Autism: Genetic or Environmental cause?

Updated: Nov 14, 2018

The cause of autism has been a much debated topic in the science community in the recent years. There are those scientists and researchers that have implicated dozens of genes as the cause of autism. According to the Spectrum News, the “interplay between genetics and the environment” that is the true cause of autism. The real question is, to how much of an extent does the environment influence the chance of autism?

Risk Factors:

Some of the “risk factors for autism include being born prematurely, soon after an older sibling, or to a mother with diabetes,” said Spectrum News. These are among the hundreds of factors that have been researched to determine their connection with autism. However, most scientists have not been able to come up with definitive proof to determine exact causality for all of these factors. This does not mean that there is no connection though. The most commonly accepted risk factors for ASD (Autism Spectrum Disorder) occur during the birthing process, through various pregnancy complications and a combination of many mechanisms.
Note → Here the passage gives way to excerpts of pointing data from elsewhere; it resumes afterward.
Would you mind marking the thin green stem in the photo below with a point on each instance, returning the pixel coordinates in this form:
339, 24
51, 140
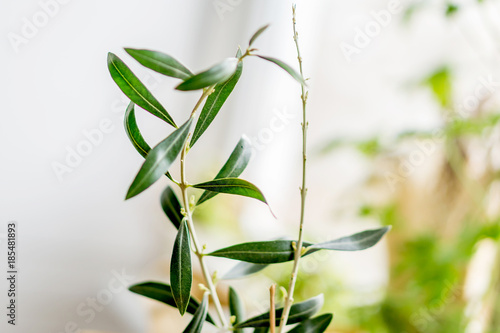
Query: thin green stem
198, 249
303, 192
There is a strong connection between genetic and environmental factors in determining if a person has autism. There are so many genes and environmental factors that could affect a person that it would mostly be impossible to exactly determine what happens because it is unique in every person. However, certain activities could lead to an increased chance. An example of this would be that you could get lung cancer from smoking cigarettes everyday, or you could never smoke a day in your life and still develop lung cancer.

As autism research progresses, maybe we can get a better understanding the extent of the relationship between genetics and the environment.